KEY DATA: Payrolls: 214,000: Revisions: +31,000; Private Sector: 209,000; Unemployment Rate: 5.8% (down from 5.9%); Hourly Wages: +0.1%; Year-over-Year: 1.9%
IN A NUTSHELL: “Though people are coming into the workforce and finding jobs, we still need hiring to be stronger before we will see wage gains accelerate and worker confidence improve.”
WHAT IT MEANS: The results are in and the labor market is close to being healthy but it is not there yet. While there was little bad news in the October employment report, we really cannot say that workers should feel great about conditions. While job gains were less than hoped for, the August and September increases were revised upward solidly, bringing net gains to 245,000. That is pretty solid. The revisions are critical because they are showing better growth than first reported. The initial job gain for August was 142,000, a disappointing performance. But that now stands at 203,000, a pretty decent number. It is likely that the upward revisions will continue, which means we have to focus on the previous months, not just the current month’s numbers. Over the past three months, job gains have averaged just under 225,000, a strong but not yet robust pace. Gains were across the board, including manufacturing, construction, retailing and even local government. So much for fiscal austerity. The problem remains wages. They rose modestly once again and the only thing that is keeping people afloat is the even slower rise in prices.
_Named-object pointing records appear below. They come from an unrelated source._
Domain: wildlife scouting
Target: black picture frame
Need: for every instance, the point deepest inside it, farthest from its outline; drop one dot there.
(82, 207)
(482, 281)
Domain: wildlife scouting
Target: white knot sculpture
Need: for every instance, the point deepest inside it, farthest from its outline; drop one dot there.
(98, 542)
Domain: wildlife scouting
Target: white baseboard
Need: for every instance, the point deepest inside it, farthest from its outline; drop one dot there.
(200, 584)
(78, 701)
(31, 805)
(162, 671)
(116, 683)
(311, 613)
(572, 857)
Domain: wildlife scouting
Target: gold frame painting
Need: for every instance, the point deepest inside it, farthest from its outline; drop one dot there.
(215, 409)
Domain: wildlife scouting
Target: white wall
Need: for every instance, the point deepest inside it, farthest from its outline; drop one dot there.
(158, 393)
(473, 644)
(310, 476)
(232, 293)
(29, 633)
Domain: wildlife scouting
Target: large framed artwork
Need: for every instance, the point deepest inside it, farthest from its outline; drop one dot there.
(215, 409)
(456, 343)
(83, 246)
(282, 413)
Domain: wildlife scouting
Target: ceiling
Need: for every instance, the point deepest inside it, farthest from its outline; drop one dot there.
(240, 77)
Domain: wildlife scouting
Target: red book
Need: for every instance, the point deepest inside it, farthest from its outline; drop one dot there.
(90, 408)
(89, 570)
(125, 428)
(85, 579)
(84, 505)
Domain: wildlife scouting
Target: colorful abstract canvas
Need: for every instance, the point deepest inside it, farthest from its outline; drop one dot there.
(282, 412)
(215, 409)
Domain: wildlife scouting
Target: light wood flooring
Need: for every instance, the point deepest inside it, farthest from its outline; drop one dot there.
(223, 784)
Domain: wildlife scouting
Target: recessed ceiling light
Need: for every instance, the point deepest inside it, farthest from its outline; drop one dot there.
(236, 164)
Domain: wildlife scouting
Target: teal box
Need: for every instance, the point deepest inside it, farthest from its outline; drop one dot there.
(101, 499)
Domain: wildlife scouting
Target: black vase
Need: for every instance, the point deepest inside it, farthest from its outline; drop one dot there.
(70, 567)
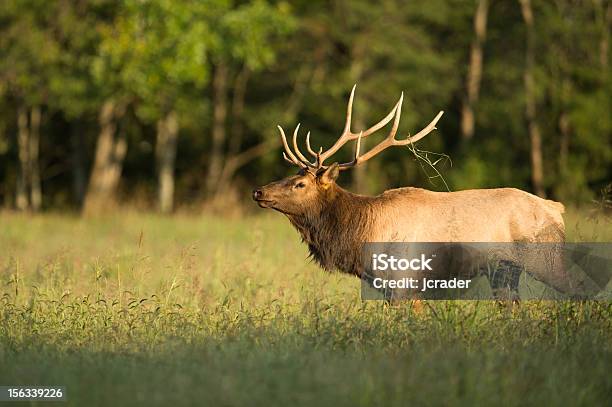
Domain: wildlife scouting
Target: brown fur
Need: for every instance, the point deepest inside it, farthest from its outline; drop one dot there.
(335, 223)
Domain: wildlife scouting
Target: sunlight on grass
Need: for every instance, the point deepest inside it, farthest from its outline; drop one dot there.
(210, 310)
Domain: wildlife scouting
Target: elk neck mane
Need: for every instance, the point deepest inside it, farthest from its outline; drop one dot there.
(336, 228)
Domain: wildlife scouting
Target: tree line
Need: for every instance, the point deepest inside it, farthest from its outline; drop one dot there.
(175, 102)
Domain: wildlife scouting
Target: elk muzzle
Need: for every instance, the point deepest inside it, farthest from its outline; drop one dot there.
(262, 199)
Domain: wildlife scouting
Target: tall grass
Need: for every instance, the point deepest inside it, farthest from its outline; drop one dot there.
(140, 309)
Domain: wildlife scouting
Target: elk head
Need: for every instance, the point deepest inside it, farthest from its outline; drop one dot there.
(314, 185)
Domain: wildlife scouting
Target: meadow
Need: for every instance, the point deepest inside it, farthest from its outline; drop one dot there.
(141, 309)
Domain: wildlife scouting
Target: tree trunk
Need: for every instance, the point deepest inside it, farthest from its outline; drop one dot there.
(233, 159)
(23, 141)
(537, 172)
(35, 191)
(218, 131)
(108, 162)
(167, 135)
(78, 167)
(475, 70)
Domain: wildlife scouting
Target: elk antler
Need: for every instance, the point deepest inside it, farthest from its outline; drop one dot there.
(347, 136)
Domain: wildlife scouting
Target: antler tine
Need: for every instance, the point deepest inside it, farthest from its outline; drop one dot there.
(347, 135)
(292, 158)
(349, 111)
(357, 151)
(391, 141)
(297, 149)
(308, 148)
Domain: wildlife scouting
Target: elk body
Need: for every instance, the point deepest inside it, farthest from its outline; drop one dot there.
(335, 223)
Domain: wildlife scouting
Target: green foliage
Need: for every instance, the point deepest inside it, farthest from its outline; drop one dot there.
(301, 60)
(210, 311)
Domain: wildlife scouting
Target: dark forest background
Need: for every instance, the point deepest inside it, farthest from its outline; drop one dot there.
(167, 104)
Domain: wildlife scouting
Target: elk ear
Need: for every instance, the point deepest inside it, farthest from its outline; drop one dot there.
(328, 175)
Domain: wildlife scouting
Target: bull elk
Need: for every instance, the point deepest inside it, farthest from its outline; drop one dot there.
(335, 222)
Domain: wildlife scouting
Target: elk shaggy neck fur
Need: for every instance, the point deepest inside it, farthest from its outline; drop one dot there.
(337, 226)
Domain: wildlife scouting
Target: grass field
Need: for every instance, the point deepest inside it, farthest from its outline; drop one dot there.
(140, 309)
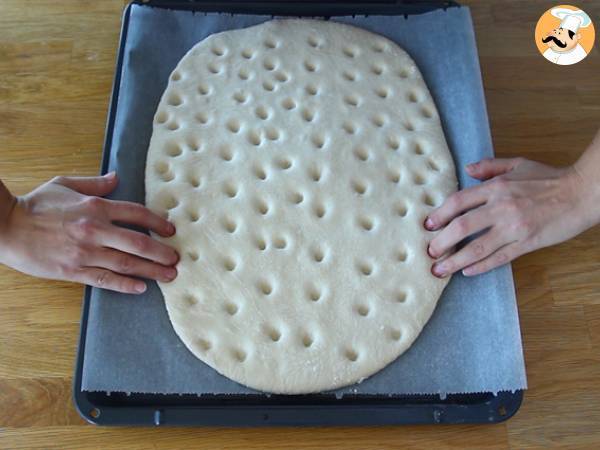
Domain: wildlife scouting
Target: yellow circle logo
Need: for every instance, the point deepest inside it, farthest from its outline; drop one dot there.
(564, 35)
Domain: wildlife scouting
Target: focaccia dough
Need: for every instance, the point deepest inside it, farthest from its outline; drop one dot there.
(298, 160)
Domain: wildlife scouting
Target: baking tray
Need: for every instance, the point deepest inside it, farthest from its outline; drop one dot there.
(104, 408)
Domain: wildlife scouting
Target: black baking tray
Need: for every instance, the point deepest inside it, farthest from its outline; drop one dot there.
(119, 408)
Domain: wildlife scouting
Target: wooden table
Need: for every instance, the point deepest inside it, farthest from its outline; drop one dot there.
(56, 68)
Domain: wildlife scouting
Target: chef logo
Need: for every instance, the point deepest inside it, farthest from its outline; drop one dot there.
(564, 35)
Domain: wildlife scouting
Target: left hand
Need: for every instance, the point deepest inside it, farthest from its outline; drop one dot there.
(521, 206)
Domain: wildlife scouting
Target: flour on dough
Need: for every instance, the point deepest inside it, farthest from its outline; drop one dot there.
(298, 160)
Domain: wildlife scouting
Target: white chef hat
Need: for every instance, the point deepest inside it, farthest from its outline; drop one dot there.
(571, 19)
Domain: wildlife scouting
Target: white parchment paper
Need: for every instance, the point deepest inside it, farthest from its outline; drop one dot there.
(471, 344)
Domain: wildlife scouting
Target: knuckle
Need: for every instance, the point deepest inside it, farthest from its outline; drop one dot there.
(85, 229)
(461, 225)
(499, 184)
(455, 201)
(478, 249)
(77, 256)
(125, 264)
(58, 179)
(65, 271)
(502, 257)
(103, 279)
(94, 204)
(141, 243)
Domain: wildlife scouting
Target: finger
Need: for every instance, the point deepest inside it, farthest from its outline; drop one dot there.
(474, 251)
(136, 214)
(456, 204)
(126, 264)
(97, 186)
(106, 279)
(136, 243)
(460, 228)
(501, 256)
(491, 167)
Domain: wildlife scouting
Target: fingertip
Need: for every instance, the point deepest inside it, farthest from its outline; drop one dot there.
(175, 258)
(438, 270)
(468, 271)
(430, 253)
(171, 230)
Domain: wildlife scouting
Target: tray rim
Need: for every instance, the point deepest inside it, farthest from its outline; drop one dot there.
(473, 408)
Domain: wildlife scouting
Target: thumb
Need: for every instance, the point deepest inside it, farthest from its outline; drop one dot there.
(97, 186)
(491, 167)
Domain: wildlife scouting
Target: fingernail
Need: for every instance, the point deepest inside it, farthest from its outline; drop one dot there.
(429, 252)
(176, 259)
(170, 274)
(439, 270)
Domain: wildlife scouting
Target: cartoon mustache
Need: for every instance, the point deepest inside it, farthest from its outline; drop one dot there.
(556, 41)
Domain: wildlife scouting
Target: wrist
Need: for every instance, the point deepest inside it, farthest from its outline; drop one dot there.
(585, 195)
(7, 204)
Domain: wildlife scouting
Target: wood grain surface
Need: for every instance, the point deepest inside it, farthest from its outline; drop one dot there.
(56, 68)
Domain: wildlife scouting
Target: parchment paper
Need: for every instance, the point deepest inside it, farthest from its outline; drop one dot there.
(471, 344)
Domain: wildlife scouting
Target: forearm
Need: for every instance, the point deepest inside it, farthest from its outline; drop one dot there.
(587, 172)
(7, 203)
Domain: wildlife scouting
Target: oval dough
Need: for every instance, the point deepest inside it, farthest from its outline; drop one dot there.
(298, 160)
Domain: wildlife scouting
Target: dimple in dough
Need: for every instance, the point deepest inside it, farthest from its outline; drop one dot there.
(298, 160)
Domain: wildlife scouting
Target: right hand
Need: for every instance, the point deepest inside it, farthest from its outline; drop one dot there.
(64, 230)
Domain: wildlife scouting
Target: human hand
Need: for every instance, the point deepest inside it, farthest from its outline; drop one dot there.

The unemployment rate declined to its lowest level since July 2008. All components were strong as the labor force grew, unemployment dropped and the labor force participation rate rose. One detail popped out: The teenage unemployment rate was 18.6%. Teens comprise only 3.7% of the labor force but 12.1% of those unemployed. The unemployment rate for those 20-years and older was 5.3%. To make a big dent in the unemployment rate, we have to cut the teenage rate a lot more. However, when it comes to labor shortages, teenagers are not the target hiring group, so we should keep a closer eye on the over-20 unemployment rate.
MARKETS AND FED POLICY IMPLICATIONS: Almost all the economic numbers point to an improving labor market and economy. So, why did the electorate throw the Democrats out on Tuesday? They blamed them for a “weak” economy and they were not really wrong. The economic number that matters most to the average worker is income, not GDP or labor force participation rate. Politicians and economists can debate those other data all they want, as long as wage gains are minimal, people will feel sour about the economy. So let’s stop talking about jobs and start talking about income. If anyone has any idea how to grow workers incomes other than reaching a point of labor shortages, let me know. Thankfully, we are getting there and the unemployment rate is nearing full employment. Wage gains will have to follow, but getting businesses to accept that reality may take a lot longer now than in the past. That time frame is something the Fed members will be puzzling over, as it holds the key to Fed policy.